Really, though, the meat of the inquiry, beyond hashing out the obvious, will be on recommendations – and, alas, recriminations. The trouble with such inquiries is that often they run the risk of being consumed by identifying mistakes made – with the glorious advantage of hindsight. Already, it has been told that Skripal was ‘alarmingly accessible,’ living under his own name and without being ringed with CCTV. These facts, however, do raise one of the remaining potential mysteries that the inquiry may indeed be able to address, as it will have greater access to evidence from the intelligence and security agencies than a previous, more limited inquest held several years ago.
Sergei Skripal, an officer of the GRU (later renamed the GU) had been recruited by MI6 around 1995. He was arrested in 2004 and sentenced to 13 years in a high-security prison. In 2010, though, he was pardoned and released as part of a wider spy swap.
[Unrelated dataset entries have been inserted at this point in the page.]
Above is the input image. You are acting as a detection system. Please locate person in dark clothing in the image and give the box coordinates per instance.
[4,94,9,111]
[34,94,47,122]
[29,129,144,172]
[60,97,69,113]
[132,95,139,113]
The spook etiquette, for want of a better word, is that a swapped agent is safe from further retribution, not least to avoid jeopardising further exchanges. Indeed, this is likely why Skripal himself refused the offer of a new identity. However, part of the unspoken deal is that he or she is now out of the business: a thorough debriefing is expected, of course, and maybe some lectures to trainee spies, but essentially they are no longer active.
However, it seems he was not simply tending his garden. Reports have since emerged that Skripal was actively and regularly meeting with intelligence and security officers from countries including the Czech Republic, Colombia, Estonia and Spain. He could not have been doing this without the approval – or at the instigation of – his handlers in the UK.
We know that Putin has a murderous bee in his bonnet about traitors (you could just ask the defecting helicopter pilot Maxim Kuzminov, were it not that he was gunned down in Spain this February) and also reacts badly when he feels the West is trying to cheat him. In these circumstances, one would have thought or hoped that it would have been realised that Skripal was at rather more risk than a regular former spy. Was he not offered extra security, or did he decline it? These are questions the inquiry may be able to resolve.
Six years have passed and, of course, on one level all the inquiry can offer is a snapshot of what happened in what seems almost like another world. The police and the intelligence community have presumably not been sitting on their hands in the interim; it remains to be seen whether the inquiry can offer recommendations that have not already emerged and been applied through years of internal discussions about the lessons learned.
The depressing truth is that security can never be guaranteed or absolute: no one can ever promise that something like this cannot happen again. However, this inquest can have value in identifying whether there are still loopholes that need to be closed or procedures to be updated. With MI5 director-general Ken McCallum recently warning that Moscow threatened ‘mayhem’ on Britain’s streets, this needs to be a priority. Many of the vulnerabilities, though, are down to overstretch in the security agencies. Not every lead can be followed, not every potential target covered, not every suspected agent watched.
At a time when the military and its friends are lobbying about the need to increase defence spending, it is a useful, albeit tragic reminder of the equal importance of Britain’s invisible defences. The prospects of Russian aircraft darkening our skies or its naval infantry swarming our beaches are vanishingly small – but its agents, increasingly now replaced or supplemented by proxies recruited from the ranks of gangsters or radicals, have already brought death and destruction to our streets.
Put this in context: the Single Intelligence Account (SIA) – the budget for MI5, MI6 and GCHQ together – was £3.6 billion in the financial year 2022/23. That’s about as much as it cost to build the new aircraft carrier HMS Queen Elizabeth, albeit not to buy its planes. The lion’s share of the SIA goes to GCHQ anyway. Maybe one of the lessons of the inquiry ought not to be that MI5 and MI6 made mistakes so much as that, in the new security environment, they need enough resources to do the job.